Patch-clamp recordings revealed the presence of a non-desensitizing cyclic nucleotide-gated channel on human olfactory receptor neurons and a fast-desensitizing non-specific cation channel activated by nucleotides on human supporting cells. Cyclic nucleotide-gated channels on olfactory receptor neurons showed selective channel activation by cAMP (K1/2 = 5 microM) and cGMP (K1/2 = 2 microM), a unitary conductance of approximately 20 pS, a reversal potential of single-channel currents close to 0 mV, a linear current-voltage relationship over the range of -80 to 80 mV and a strong extracellular but a weaker intracellular blocking effect of Ca2+. The channel activity outlasted the cyclic nucleotide pulses for hundreds of milliseconds when higher agonist concentrations (> 50 microM cAMP) were applied. The duration of the response was longer than in cyclic nucleotide-gated channels from other species studied so far.

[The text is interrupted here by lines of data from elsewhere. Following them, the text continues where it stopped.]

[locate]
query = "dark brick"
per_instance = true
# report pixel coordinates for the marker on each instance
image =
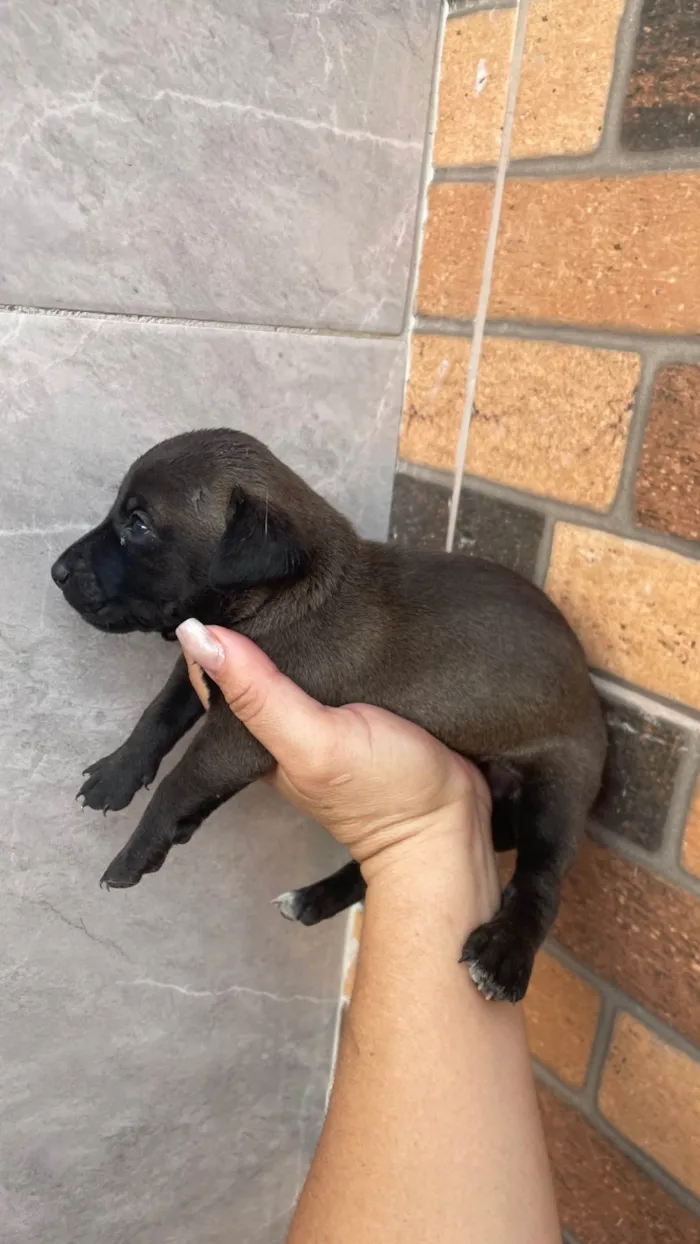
(419, 513)
(499, 531)
(635, 929)
(663, 102)
(602, 1197)
(643, 758)
(668, 480)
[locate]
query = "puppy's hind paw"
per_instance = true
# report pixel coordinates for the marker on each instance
(289, 905)
(111, 784)
(499, 960)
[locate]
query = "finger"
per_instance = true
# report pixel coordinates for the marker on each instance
(285, 719)
(197, 679)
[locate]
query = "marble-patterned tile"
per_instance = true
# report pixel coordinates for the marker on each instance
(83, 397)
(164, 1050)
(255, 162)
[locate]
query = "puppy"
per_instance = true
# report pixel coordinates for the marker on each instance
(211, 525)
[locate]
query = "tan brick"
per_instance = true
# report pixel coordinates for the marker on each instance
(691, 836)
(635, 929)
(561, 1014)
(565, 77)
(552, 419)
(453, 248)
(354, 934)
(634, 607)
(434, 401)
(668, 479)
(603, 1197)
(474, 78)
(650, 1092)
(588, 251)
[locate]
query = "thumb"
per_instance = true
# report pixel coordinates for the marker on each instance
(285, 719)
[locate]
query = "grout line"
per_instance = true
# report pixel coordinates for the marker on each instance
(599, 1049)
(681, 348)
(626, 49)
(568, 168)
(425, 176)
(543, 552)
(638, 1157)
(488, 268)
(621, 1002)
(623, 505)
(183, 321)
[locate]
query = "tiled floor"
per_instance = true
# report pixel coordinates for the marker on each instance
(557, 346)
(165, 1051)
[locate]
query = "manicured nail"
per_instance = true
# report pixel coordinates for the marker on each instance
(200, 645)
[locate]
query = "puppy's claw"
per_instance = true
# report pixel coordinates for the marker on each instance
(287, 905)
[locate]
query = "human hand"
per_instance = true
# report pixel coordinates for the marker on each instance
(383, 788)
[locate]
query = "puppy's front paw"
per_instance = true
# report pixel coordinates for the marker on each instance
(112, 783)
(499, 959)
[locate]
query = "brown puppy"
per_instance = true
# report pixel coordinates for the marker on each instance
(211, 525)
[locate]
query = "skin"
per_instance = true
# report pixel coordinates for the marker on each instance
(433, 1131)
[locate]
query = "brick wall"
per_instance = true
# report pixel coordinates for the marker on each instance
(557, 348)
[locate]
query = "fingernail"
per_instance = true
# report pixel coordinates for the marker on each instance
(200, 645)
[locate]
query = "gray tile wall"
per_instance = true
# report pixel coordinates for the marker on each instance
(255, 163)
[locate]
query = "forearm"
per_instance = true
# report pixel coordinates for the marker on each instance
(433, 1132)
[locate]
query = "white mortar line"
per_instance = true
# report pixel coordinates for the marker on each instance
(350, 944)
(488, 270)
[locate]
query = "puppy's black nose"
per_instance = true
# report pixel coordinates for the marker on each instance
(60, 572)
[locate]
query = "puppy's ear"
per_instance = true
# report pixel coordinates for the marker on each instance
(259, 546)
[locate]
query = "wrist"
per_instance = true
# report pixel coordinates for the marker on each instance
(446, 866)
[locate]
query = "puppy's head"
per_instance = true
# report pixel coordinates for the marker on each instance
(198, 516)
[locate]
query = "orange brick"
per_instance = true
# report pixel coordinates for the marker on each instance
(603, 1197)
(354, 933)
(591, 251)
(434, 401)
(668, 478)
(565, 77)
(650, 1092)
(634, 607)
(552, 419)
(453, 248)
(474, 78)
(561, 1014)
(635, 929)
(691, 837)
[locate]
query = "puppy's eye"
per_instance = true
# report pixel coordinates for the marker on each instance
(137, 524)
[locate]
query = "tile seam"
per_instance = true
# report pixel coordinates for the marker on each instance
(594, 336)
(425, 178)
(488, 265)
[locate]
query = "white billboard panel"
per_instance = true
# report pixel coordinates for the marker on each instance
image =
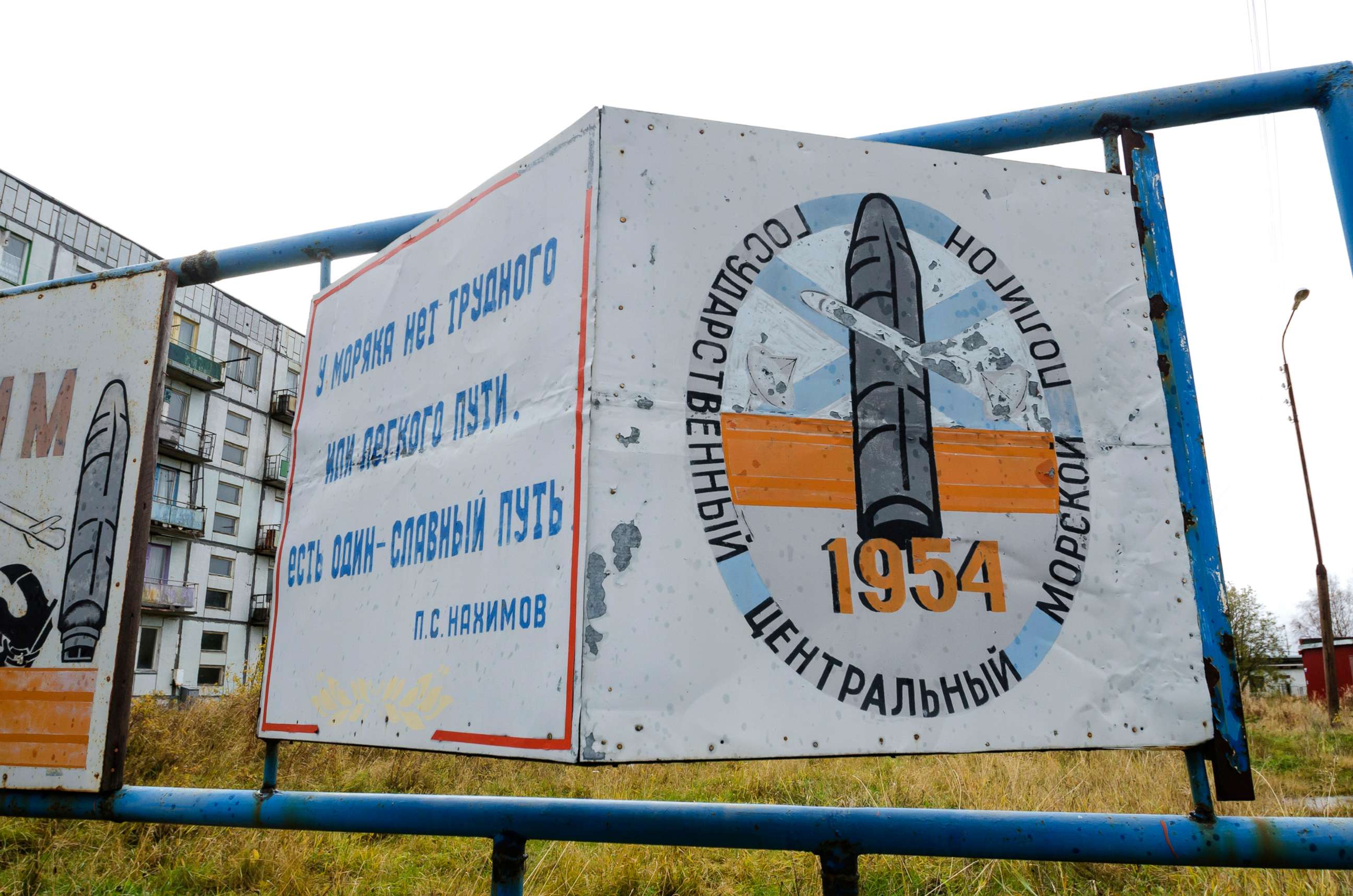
(873, 447)
(79, 388)
(425, 588)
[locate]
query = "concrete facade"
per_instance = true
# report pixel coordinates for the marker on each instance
(225, 448)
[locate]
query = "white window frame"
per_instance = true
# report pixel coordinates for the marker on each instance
(240, 492)
(229, 414)
(155, 653)
(236, 368)
(7, 237)
(217, 684)
(244, 450)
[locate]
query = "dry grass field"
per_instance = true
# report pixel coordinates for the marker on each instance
(211, 744)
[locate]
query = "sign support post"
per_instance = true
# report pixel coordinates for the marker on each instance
(1198, 527)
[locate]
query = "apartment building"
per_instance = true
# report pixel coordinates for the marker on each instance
(225, 450)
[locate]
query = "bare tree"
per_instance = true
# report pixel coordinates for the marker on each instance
(1259, 637)
(1308, 620)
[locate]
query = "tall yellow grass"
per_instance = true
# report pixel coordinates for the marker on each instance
(211, 744)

The plateau duration and the decay remained constant for pulses with a length of 50-150 ms, whereas pulses shorter than 50 ms successively reduced the time required by shortening the plateau phase. A larger difference for the K1/2 values of cAMP (K1/2 = 22 microM) and cGMP (K1/2 = 2.5 microM) were found for a small group (n = 3) of cyclic nucleotide-gated channels, pointing to the selective expression of the alpha-subunit in a small subgroup of olfactory receptor neurons.